Abstract

The special material properties of nanomaterials are particularly interesting for various industrial applications, but they also raise questions about possible risks for humans. In particular, there is a lack of data on long-term effects and uptake and distribution in the organism. The aim of the NanoINHAL project, funded by the German Federal Ministry of Education and Research, is to develop an innovative testing system for investigating the toxic effects of airborne nanomaterials. A cell exposure system developed at the Fraunhofer Institute ITEM makes it possible to expose cell cultures and tissue sections to airborne substances and (nano)particles in order to investigate the interaction of the cells with the substances. Fraunhofer Institute SCAI supported the development of the exposure system through numerical flow simulations (CFD). The Technical University of Berlin and the company TissUse GmbH are developing so-called organ-on-a-chip systems, which allow different organ models on a chip to be simultaneously connected in a circuit and these cell and tissue models to be flowed through with medium.

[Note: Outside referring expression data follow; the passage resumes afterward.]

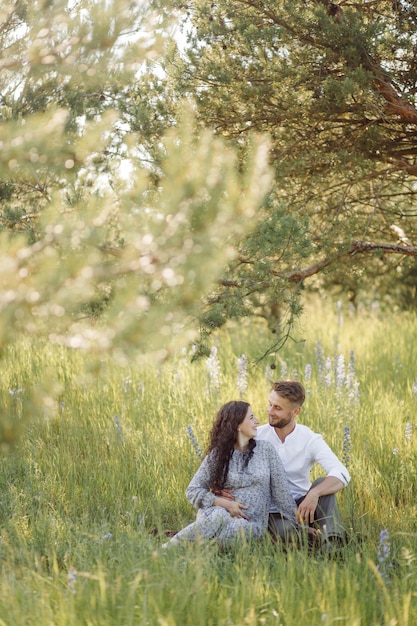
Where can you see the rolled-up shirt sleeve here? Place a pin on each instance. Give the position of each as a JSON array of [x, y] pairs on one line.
[[198, 491], [324, 456]]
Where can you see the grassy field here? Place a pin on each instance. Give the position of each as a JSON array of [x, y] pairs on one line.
[[101, 465]]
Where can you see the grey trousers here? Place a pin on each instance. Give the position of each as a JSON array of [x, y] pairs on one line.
[[326, 518]]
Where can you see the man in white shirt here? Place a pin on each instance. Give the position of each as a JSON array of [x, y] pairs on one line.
[[299, 449]]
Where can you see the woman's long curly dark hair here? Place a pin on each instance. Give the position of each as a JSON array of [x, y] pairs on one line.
[[222, 441]]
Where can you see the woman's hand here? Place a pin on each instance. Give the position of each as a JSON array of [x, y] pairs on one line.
[[233, 507]]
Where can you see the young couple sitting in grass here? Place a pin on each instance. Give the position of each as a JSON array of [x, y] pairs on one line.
[[257, 479]]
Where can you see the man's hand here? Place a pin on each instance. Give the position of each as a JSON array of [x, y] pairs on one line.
[[305, 512]]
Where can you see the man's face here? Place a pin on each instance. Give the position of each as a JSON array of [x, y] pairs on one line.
[[281, 411]]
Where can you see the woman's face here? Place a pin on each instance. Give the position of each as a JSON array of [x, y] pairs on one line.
[[248, 428]]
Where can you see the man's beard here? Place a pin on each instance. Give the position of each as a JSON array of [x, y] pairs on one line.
[[281, 423]]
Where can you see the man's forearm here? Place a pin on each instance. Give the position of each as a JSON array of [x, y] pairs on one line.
[[329, 485]]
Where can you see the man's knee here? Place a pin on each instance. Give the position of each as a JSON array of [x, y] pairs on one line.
[[278, 526]]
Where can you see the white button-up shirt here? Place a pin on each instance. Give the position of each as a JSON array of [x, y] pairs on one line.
[[302, 449]]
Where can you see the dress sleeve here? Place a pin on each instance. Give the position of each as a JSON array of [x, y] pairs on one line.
[[280, 489], [198, 491]]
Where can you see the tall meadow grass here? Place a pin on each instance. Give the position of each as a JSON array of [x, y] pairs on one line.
[[98, 469]]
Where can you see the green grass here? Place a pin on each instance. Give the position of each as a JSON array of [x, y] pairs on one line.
[[85, 495]]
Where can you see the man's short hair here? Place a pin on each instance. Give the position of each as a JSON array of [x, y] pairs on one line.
[[290, 389]]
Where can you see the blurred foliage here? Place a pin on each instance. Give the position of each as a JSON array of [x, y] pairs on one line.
[[102, 249], [334, 87]]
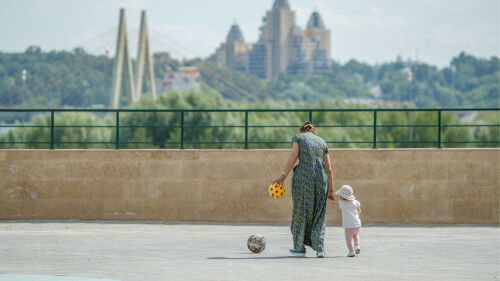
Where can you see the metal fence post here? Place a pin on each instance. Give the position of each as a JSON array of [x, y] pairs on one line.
[[439, 129], [52, 129], [375, 129], [182, 130], [246, 129], [117, 124]]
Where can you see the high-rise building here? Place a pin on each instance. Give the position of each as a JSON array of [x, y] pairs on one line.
[[282, 46], [234, 53]]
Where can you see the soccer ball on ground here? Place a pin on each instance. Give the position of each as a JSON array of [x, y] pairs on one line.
[[256, 243], [276, 190]]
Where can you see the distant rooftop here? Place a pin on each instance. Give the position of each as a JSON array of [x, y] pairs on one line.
[[281, 5], [315, 21], [235, 34]]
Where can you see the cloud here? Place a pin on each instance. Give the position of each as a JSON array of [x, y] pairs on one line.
[[184, 40]]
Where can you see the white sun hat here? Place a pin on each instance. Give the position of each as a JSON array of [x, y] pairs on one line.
[[346, 192]]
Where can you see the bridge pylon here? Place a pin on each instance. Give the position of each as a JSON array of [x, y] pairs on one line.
[[122, 63], [144, 62]]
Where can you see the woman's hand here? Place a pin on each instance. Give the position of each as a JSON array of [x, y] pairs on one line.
[[280, 179]]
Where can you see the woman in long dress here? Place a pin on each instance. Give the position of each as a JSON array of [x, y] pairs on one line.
[[312, 185]]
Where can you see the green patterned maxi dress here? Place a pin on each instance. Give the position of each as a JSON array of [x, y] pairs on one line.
[[309, 193]]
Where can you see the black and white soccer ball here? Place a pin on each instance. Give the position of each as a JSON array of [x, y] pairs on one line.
[[256, 243]]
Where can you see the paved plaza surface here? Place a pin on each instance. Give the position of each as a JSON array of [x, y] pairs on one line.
[[80, 250]]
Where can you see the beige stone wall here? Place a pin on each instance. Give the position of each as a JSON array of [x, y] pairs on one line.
[[393, 186]]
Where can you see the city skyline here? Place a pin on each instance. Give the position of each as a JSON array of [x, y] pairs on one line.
[[439, 31]]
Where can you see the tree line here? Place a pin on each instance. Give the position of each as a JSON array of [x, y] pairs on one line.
[[78, 79], [225, 129]]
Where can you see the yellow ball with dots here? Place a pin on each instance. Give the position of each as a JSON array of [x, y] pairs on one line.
[[276, 190]]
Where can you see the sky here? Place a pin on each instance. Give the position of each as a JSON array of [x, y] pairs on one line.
[[432, 31]]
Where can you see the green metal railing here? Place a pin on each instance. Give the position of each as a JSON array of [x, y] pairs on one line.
[[374, 126]]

By combining the two technologies, the project aims to develop a test system that not only enables the investigation of direct effects of airborne nanomaterials on human respiratory models, but also the investigation of effects on other organs. In the NanoINHAL project, Fraunhofer Institute SCAI uses simulation methods to characterize and optimize the flow and the thermal conditions in the exposure system. Both the transport of nanoparticles in airborne flows and the essential thermal performance of the cell exposure system are investigated with simulation approaches using commercial and open source software. It became evident, that the simulation of the nanoparticle transport has some crucial influencing factors concerning both the numerical procedures and the necessary computation time. Due to a small temperature range the human cells require for viability and a sufficient high temperature gradient to ensure particle deposition with thermophoresis, the prediction of the thermal behavior of the exposure system with a Conjugate-Heat-Transfer simulation model gained substantial interest. Results of the simulation approaches will be demonstrated in this presentation.